The monopoly of the Democrat ended in 1835 when T. O. Davis established The American, a Whig paper. To fight this competitor, Calhoun hired James Curtiss as a new editor. Daniel Brainard was also associated with editing the paper at some point in these early years. By May 1836 Calhoun had lost interest in the paper and attempted to sell it to a group of local Democrats, but the sale fell through. The paper was enlarged in August 1836. The last issue was published on November 16, 1836, and afterwards the paper was sold to Isaac Hill, who sold it to Long John Wentworth.
In 1837, Calhoun was appointed Cook County Treasurer, serving through 1838. The position was renamed Cook County Collector that year, and Calhoun was appointed each year through 1841. Calhoun was elected to the Chicago City Council in 1841, serving through 1842. Starting in 1845, Calhoun worked in Ira B. Eddy's hardware store; he aimed to become a partner, but Eddy closed the store in 1846. Calhoun went into partnership with Joseph Matteson, who had purchased Eddy's shares, in 1847. They ran the store for two years.

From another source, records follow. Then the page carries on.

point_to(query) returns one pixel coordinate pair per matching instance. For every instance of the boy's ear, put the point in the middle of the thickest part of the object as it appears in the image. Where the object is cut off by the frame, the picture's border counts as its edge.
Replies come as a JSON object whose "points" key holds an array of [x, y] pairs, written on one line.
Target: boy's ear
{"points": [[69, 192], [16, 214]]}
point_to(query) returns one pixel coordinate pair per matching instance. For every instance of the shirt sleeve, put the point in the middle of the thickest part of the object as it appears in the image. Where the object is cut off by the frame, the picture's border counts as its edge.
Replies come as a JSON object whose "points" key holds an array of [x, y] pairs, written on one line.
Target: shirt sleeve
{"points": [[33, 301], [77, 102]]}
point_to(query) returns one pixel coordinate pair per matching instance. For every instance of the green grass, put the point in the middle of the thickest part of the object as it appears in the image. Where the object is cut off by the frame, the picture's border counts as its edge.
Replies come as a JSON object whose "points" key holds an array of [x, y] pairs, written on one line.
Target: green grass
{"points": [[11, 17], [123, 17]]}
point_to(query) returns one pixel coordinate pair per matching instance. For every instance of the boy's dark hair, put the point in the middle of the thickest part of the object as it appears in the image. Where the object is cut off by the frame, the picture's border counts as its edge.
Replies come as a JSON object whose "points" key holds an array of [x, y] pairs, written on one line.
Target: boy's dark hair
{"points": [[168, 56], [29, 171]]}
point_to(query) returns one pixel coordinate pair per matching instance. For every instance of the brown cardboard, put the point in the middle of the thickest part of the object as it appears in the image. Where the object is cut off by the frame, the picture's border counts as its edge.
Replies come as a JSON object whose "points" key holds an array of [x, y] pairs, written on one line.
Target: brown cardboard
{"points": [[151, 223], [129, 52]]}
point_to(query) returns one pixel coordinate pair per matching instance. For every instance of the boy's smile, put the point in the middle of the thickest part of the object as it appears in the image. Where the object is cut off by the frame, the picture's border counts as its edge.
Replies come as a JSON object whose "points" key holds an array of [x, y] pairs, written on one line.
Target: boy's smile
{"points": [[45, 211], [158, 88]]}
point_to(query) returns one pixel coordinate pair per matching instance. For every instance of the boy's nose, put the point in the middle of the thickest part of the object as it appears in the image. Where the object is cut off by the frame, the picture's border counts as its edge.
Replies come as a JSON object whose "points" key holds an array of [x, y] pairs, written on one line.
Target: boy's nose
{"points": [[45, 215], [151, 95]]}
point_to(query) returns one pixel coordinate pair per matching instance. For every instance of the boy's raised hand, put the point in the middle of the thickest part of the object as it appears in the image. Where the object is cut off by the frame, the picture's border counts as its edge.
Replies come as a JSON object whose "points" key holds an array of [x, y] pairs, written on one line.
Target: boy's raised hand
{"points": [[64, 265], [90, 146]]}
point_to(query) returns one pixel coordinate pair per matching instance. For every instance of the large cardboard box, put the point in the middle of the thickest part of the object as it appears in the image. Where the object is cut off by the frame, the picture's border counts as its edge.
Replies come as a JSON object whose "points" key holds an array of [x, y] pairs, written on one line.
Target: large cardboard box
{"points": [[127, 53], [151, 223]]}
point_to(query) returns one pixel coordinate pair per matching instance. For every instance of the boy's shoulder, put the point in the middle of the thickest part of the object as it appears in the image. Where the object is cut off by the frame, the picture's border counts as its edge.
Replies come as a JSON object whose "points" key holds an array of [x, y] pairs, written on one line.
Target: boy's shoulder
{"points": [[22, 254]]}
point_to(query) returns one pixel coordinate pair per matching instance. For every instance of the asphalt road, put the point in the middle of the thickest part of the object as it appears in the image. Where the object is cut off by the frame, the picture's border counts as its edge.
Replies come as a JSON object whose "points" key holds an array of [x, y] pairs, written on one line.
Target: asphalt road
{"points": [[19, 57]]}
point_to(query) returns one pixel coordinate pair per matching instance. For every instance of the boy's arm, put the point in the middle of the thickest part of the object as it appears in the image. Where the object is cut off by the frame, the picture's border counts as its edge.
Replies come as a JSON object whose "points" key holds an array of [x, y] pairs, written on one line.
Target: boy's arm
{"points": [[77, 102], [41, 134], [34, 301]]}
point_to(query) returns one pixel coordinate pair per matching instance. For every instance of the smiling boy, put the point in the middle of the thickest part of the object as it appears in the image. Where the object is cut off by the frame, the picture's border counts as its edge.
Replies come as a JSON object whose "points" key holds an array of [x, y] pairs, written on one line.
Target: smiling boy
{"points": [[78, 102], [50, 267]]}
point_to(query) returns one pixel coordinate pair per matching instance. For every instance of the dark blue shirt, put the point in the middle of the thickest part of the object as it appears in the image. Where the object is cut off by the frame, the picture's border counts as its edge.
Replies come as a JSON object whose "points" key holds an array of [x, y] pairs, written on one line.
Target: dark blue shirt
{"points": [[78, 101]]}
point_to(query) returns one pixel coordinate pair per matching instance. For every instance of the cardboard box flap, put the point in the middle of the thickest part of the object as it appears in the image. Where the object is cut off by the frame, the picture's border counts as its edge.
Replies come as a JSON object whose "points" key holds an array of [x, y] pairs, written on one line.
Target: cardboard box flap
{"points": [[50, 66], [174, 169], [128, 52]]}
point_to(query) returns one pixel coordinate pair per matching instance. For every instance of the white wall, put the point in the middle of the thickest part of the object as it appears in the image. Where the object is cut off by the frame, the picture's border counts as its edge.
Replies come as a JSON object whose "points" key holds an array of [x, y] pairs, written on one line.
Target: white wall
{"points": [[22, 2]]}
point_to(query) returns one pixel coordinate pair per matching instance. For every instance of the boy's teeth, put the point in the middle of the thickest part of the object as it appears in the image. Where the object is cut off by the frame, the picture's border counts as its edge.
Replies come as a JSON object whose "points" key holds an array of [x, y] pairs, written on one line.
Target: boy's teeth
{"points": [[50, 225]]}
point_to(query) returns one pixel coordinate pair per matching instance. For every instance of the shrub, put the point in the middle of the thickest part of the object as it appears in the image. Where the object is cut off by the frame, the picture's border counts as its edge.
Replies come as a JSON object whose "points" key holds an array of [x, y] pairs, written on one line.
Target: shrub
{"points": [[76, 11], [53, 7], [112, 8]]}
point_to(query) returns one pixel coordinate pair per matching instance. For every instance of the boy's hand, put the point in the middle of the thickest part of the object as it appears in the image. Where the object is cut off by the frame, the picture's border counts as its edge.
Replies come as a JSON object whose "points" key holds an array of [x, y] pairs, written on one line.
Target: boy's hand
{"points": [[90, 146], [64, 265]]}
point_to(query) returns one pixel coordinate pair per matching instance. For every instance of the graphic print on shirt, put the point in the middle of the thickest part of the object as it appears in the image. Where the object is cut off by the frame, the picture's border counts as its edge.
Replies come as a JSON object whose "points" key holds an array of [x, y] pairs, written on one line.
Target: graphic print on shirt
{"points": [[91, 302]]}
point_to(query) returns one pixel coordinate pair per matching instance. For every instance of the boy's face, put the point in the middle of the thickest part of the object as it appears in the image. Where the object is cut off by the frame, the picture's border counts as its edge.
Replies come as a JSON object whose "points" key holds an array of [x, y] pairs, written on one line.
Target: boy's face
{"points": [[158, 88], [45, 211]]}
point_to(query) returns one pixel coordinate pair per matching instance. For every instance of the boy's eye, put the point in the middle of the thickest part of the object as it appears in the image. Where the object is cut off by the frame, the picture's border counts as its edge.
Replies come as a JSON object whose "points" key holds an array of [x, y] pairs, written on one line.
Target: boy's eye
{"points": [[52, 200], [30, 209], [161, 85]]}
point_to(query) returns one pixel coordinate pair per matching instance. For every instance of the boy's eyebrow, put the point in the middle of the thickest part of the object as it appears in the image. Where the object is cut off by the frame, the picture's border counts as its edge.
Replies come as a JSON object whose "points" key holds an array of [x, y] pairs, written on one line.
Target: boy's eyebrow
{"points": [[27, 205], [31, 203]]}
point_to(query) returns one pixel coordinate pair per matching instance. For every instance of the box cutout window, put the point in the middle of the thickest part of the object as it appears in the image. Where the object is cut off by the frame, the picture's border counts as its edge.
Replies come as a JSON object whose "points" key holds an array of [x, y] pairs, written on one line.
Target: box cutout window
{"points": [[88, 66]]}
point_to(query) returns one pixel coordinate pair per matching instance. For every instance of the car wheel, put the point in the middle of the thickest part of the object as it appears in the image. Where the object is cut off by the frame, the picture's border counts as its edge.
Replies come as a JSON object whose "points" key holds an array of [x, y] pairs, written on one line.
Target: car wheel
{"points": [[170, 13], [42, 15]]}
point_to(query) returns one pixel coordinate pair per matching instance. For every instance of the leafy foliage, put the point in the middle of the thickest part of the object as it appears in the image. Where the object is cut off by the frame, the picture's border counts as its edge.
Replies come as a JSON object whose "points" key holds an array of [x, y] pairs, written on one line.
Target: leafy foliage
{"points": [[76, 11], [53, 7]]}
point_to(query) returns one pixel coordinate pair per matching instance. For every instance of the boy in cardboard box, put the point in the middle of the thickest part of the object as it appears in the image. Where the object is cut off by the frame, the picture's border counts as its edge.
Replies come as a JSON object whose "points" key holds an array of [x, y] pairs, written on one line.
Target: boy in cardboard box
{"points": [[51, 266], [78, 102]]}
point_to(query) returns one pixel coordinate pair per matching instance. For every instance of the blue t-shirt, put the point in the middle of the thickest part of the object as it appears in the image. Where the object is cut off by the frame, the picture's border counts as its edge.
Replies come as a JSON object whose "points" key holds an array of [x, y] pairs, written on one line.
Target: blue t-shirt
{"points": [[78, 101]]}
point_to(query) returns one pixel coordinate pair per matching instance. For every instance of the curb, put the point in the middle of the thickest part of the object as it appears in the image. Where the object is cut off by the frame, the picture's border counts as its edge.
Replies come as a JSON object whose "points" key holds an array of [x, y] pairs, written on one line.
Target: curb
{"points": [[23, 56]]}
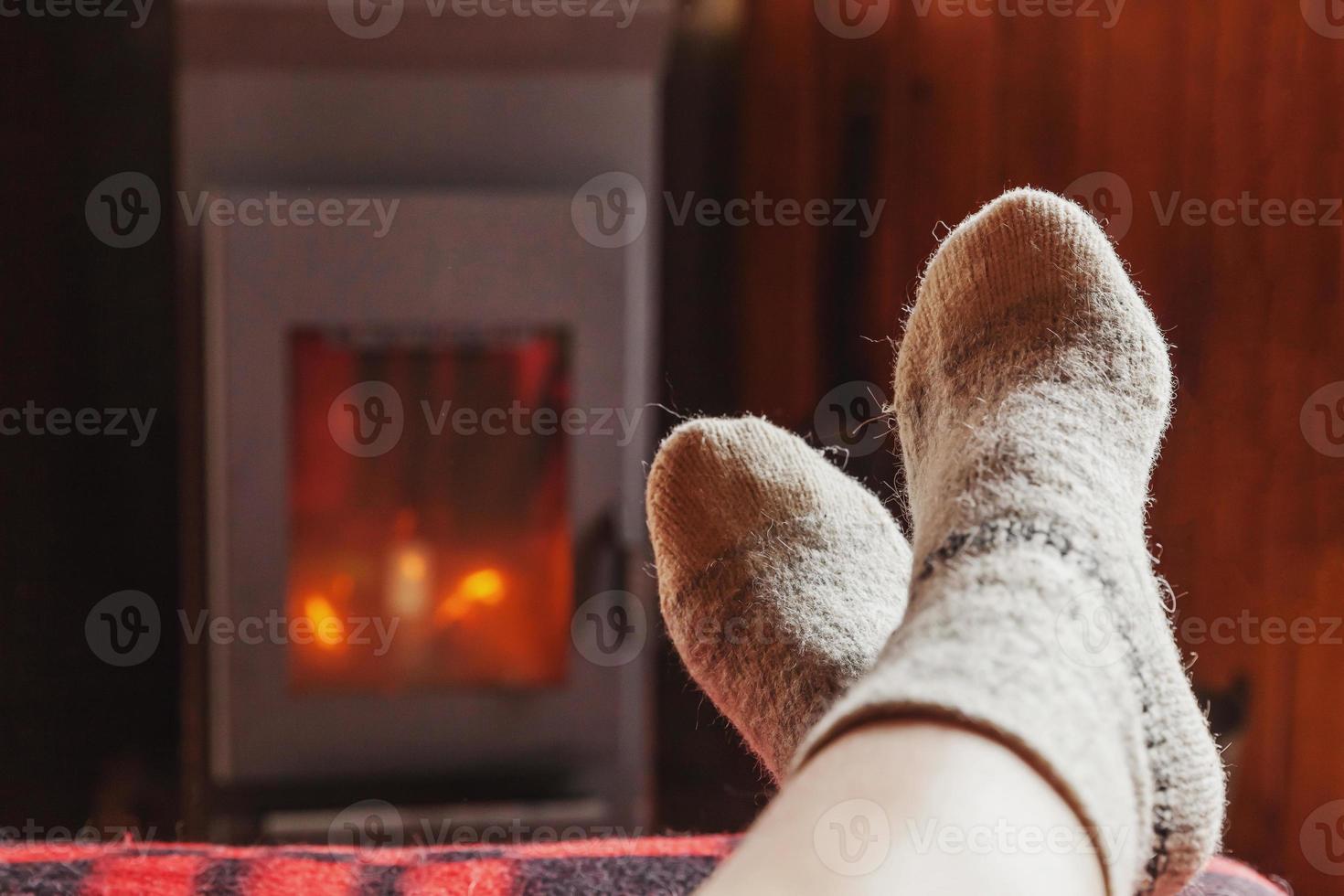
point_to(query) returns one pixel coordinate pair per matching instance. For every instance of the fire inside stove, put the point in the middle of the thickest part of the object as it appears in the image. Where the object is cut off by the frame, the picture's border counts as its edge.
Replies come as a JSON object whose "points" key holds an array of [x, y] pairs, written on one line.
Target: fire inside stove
{"points": [[429, 535]]}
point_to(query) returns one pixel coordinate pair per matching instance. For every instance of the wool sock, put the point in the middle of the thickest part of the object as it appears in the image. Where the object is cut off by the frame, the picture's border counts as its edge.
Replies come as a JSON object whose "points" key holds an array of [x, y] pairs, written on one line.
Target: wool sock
{"points": [[780, 577], [1032, 389]]}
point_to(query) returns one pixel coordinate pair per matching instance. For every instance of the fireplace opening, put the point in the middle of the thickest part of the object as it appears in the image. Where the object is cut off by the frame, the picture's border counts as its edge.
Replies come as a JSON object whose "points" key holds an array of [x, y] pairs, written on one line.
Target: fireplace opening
{"points": [[431, 546]]}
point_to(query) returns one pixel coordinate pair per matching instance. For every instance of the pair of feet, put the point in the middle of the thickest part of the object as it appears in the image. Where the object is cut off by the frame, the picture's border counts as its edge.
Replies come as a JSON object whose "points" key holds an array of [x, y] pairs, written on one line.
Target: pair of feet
{"points": [[1032, 389]]}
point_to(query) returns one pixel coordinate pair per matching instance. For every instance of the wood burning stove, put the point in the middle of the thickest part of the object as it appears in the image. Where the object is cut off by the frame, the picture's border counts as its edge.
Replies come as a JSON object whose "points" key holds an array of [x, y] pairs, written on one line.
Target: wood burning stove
{"points": [[400, 434]]}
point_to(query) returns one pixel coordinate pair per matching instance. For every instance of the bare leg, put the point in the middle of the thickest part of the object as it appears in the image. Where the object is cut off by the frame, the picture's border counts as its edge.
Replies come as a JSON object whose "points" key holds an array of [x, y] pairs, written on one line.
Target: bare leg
{"points": [[914, 807]]}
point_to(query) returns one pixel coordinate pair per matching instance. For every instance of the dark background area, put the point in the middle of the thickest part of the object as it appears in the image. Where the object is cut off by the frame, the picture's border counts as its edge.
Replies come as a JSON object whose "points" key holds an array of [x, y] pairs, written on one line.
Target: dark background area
{"points": [[934, 114]]}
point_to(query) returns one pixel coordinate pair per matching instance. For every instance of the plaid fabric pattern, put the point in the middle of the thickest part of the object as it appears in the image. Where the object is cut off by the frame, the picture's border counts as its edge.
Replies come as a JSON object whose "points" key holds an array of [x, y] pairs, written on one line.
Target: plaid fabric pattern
{"points": [[645, 867]]}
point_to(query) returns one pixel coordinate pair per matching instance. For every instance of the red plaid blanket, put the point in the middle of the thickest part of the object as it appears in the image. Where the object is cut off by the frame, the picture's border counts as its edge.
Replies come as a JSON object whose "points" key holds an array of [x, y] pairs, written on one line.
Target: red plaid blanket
{"points": [[663, 865]]}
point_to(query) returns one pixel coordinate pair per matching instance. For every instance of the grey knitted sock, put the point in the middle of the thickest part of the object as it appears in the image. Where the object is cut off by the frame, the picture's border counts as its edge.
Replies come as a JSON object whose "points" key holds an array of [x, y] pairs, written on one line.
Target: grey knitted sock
{"points": [[780, 577], [1032, 389]]}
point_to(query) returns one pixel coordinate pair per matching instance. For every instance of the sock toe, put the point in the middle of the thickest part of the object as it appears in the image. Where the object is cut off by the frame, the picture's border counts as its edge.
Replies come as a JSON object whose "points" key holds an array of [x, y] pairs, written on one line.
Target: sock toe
{"points": [[717, 480]]}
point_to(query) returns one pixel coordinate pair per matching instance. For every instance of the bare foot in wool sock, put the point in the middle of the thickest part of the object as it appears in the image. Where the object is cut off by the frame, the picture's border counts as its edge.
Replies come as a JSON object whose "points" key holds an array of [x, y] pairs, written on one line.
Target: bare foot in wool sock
{"points": [[780, 577], [1032, 389]]}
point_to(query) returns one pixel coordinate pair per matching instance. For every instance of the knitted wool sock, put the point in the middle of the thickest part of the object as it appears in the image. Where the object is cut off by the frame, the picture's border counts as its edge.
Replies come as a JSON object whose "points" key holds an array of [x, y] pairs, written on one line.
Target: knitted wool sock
{"points": [[1032, 389], [780, 577]]}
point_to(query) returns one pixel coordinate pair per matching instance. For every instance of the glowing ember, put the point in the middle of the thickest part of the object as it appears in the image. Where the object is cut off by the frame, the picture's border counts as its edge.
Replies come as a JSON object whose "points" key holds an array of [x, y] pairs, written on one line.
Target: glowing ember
{"points": [[329, 627], [484, 587]]}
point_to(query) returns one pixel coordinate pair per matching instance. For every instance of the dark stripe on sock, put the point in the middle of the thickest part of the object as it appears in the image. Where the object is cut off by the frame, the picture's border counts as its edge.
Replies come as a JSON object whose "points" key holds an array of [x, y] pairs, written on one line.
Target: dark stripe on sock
{"points": [[222, 878], [43, 879], [645, 875], [379, 880]]}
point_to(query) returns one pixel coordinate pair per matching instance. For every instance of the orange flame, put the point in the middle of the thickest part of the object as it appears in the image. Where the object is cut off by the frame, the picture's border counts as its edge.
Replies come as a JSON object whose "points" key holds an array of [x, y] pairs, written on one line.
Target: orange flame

Calhoun was hired by the Illinois Central Railroad in 1851 to make right-of-way purchases. He left in the spring in 1854 to travel with C. C. Washburn to Georgia to stamp out wildcat banks.
Calhoun met his future wife, Pamelia C. Hathaway, when they were children attending the Universalist Sunday school in Watertown. They were married on May 31, 1832. Their two children died in infancy.
Calhoun died in Chicago on February 20, 1859. He was buried in Graceland Cemetery. A memorial to him stands in Calhoun Place, which is located in what is now an alley in the Chicago Loop central business district.